Canada's Dangerous Offender Legislation

  • Habitual Offender Provision

    Habitual Offender Provision
    In 1947 what we know now as the Dangerous Offender label, was the Habitual Offender provision. Based on the similar British legislation enacted in 1904 that targeted "persistent dangerous criminals engaged in the more serious forms of crime".
  • Criminal Sexual Psychopath Act

    Criminal Sexual Psychopath Act
    In 1948 further provisions were made from the following Habitual Offender Provision 1947. The provisons made were created so indeterminate sentences could be imposed on criminal sexual psychopaths, which was changed from the Habitual Offender to Criminal Sexual Psychopaths.
  • Dangerous Sexual Offenders

    Dangerous Sexual Offenders
    In 1960 the wording of crimnal sexual psychopaths was changed to Dangerous Sexual Offenders. This legislation could be imposed on people who were guilty of attempted or actual assault, i.e. rape, burglery, beastiality or gross indecency. A person guilty of one of these said crimes could be deemed a sexual offender after one conviction, their personality, history and circumstances were also taken into consideration.
  • Section XXIV

    Section XXIV
    The Quiment report found that the Habitual Offenders legislation was not effective.
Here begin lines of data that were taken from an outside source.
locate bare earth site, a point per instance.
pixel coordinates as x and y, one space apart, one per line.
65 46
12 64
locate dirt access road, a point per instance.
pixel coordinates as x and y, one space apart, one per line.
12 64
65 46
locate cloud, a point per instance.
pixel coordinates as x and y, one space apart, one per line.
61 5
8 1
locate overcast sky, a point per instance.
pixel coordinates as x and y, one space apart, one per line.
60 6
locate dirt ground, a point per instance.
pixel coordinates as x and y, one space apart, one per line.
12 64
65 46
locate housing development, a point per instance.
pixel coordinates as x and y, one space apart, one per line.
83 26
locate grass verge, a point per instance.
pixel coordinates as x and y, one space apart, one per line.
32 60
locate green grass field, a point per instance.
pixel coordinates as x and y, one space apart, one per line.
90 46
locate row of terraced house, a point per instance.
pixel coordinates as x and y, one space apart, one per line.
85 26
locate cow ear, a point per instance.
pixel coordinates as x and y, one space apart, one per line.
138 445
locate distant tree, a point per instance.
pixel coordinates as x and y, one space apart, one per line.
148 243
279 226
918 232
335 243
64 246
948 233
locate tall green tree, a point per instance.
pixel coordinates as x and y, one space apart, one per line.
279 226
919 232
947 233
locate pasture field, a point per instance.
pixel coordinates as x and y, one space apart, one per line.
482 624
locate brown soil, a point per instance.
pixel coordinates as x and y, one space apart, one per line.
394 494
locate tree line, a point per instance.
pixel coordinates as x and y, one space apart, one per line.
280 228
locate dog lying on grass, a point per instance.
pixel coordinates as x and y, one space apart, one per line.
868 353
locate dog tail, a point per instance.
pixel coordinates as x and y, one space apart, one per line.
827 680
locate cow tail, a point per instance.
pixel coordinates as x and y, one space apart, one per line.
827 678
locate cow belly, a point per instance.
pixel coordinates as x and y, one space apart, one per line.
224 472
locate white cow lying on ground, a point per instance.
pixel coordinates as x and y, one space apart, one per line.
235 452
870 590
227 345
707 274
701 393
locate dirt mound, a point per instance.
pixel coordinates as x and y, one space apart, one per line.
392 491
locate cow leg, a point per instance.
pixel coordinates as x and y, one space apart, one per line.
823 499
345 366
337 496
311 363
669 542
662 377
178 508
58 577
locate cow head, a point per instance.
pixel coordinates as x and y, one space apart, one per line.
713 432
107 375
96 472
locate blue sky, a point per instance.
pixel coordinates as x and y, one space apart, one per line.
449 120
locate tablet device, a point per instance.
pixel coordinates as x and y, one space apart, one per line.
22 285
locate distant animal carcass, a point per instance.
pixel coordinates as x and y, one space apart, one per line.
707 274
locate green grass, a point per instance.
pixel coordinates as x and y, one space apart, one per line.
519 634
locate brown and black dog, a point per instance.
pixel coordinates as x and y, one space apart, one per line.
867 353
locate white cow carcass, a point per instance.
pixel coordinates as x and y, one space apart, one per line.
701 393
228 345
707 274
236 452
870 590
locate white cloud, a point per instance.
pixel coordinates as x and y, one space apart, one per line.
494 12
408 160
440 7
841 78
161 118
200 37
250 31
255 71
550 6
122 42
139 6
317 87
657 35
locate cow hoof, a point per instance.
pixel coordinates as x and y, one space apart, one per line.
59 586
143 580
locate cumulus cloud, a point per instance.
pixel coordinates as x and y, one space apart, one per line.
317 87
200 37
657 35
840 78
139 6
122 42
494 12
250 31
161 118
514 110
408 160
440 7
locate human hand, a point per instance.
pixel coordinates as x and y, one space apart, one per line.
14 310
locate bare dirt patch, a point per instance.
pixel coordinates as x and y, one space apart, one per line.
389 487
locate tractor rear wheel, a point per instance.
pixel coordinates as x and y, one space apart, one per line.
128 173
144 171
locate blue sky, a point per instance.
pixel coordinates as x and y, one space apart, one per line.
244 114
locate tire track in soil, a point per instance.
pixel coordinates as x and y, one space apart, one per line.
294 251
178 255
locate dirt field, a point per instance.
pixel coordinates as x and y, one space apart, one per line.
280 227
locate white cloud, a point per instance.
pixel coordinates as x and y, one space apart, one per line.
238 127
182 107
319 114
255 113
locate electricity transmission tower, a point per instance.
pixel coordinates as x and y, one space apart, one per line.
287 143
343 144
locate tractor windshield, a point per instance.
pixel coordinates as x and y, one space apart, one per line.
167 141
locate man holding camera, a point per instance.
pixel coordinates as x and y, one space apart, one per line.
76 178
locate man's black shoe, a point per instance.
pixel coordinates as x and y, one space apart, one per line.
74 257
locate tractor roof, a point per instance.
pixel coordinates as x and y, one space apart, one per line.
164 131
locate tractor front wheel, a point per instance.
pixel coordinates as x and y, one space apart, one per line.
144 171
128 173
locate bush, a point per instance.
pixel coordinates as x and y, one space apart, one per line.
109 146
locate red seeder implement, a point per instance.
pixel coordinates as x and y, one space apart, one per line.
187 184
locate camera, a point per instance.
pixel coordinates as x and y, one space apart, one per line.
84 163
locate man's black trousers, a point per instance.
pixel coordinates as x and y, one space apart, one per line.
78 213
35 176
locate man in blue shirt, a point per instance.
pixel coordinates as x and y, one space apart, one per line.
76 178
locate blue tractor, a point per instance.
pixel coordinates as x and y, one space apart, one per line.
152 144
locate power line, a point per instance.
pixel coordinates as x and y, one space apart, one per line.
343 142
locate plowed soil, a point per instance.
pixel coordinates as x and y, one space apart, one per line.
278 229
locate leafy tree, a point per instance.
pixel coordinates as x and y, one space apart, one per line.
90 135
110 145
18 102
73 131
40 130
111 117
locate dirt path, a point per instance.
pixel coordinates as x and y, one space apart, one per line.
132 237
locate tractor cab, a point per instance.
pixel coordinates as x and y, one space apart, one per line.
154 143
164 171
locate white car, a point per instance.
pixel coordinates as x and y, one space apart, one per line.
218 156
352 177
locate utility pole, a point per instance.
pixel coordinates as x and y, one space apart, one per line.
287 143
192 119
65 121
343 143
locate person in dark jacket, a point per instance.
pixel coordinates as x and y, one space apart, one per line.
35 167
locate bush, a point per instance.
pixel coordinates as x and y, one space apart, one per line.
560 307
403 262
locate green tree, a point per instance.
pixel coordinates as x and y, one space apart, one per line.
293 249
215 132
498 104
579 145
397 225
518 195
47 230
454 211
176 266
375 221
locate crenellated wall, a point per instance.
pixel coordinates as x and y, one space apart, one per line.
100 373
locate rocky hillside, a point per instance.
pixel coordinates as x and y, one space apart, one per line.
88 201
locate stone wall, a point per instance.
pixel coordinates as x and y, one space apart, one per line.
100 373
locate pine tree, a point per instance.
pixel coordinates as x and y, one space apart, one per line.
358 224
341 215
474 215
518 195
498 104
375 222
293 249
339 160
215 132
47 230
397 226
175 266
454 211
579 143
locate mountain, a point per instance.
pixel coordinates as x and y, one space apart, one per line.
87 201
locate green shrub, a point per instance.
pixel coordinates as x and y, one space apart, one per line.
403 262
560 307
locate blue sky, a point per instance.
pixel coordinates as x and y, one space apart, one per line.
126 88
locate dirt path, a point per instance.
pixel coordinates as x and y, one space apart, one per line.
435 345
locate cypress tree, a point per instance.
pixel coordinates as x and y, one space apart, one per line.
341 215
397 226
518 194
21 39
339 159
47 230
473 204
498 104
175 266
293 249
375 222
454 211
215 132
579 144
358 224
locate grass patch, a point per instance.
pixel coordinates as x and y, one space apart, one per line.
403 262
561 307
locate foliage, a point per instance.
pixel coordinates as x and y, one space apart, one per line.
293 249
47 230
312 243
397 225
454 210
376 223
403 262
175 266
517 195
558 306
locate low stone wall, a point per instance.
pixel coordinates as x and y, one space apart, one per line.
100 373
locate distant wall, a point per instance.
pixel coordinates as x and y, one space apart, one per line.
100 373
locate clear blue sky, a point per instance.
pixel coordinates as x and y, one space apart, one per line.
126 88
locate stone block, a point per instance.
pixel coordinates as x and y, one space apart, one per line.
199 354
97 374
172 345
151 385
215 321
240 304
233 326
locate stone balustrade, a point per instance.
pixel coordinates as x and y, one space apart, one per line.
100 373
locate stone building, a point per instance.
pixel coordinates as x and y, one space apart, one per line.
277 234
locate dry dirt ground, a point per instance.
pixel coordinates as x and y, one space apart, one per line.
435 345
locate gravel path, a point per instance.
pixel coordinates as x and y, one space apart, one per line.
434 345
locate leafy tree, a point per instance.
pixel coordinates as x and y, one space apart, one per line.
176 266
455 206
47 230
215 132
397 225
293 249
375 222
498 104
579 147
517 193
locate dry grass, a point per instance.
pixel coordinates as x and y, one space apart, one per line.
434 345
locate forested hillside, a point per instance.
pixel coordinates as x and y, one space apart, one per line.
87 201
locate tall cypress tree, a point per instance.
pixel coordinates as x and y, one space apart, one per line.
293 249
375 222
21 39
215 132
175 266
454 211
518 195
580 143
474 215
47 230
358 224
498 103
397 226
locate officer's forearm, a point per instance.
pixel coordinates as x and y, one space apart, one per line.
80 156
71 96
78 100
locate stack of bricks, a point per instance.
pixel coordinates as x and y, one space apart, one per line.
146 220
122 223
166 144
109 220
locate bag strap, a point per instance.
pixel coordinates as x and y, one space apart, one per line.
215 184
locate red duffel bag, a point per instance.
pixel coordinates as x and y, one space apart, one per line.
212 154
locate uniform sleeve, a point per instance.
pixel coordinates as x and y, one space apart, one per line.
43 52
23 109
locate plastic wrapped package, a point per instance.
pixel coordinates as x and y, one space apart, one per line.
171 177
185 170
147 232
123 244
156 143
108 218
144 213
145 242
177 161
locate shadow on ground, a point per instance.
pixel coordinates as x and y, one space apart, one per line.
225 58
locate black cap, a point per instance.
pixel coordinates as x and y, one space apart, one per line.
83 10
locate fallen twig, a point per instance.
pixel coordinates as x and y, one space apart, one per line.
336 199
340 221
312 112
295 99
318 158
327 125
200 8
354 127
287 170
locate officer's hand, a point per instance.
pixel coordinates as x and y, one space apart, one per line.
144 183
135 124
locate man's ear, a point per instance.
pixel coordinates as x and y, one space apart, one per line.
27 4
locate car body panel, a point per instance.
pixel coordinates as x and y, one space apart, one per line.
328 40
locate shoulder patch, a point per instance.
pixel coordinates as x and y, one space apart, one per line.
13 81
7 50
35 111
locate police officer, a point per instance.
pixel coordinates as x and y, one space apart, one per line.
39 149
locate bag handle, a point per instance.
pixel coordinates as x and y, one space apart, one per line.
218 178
In 1977a huge re-drafting took place. It enacted section XXIV, which contains the Dangerous Offenders and Long-time Offenders provisions. These provisons could deem an individual a Dangerous Offender because of serious injury offences, either sexual or non-sexual. They could be sentenced to an indeterminate or determinate period of incarrceration.
  • Becoming Dangerous

    Becoming Dangerous
    In 1988 the national parole board was allowed to detain offenders that had yet to be designated as dangerous. Statutory release can be withdrawn and offenders can be held to the end of their incarceration period in the interests of public safety, only if the national board felt that the offender was likely to re-offend in a sexual or violent manner.
  • National Flagging System

    National Flagging System
    1995, the National Flagging System was invented to track potential dangerous or long-term offenders. These high risk violent offenders are placed on the national CIPC system if they reoffend, steps will be taken to consider their dangerous offender or long term offender application.
  • Bill C-55

    Bill C-55
    In 1997 Bill C-55 made a couple changes to the dangerous offenders section in the criminal code the changes that took place were changing the parole period from three years to seven years. Bill C-55 introduced the "long term offender" definition, "long term supervision orders" that can be held up to 10 years, and it also outlined the new "fear of personal injury offence".
  • Tackling Violent Crimes Act

    Tackling Violent Crimes Act
    In 2008 the Tackling Violent Crimes Act aimed to better protect the public in order to do this they declared more offenders as dangerous, which results in keeping them behind bars longer. Individuals convicted of three serious crimes have a minimum of two years to be considered a dangerous offender.
  • Bill C-2

    Bill C-2
    In 2008, Bill C-2 shifted onus on to the offender, it was no longer the crown attorneys task to prove that the offender on trial is dangerous but instead the offenders task to prove that he is not dangerous nor a threat to society. It is up to the crown to decide in open court to pursue a dangerous offender application, Bill C-2 was passed to increase the number of dangerous offender applications.
  • Today's Dangerous Offender Legislation

    Today's Dangerous Offender Legislation
    Today in Canadian Criminal Law a person convicted and who is designated a dangerous offender can be subjected to an indeterminate prison sentence even if the offender's crime does or doesn't carry a life sentence. Its purpose is to keep violent and dangerous people away from harming society. After 7 years the parole board reviews the case, parole may be granted after the initial review. The parole board must review the case every two years.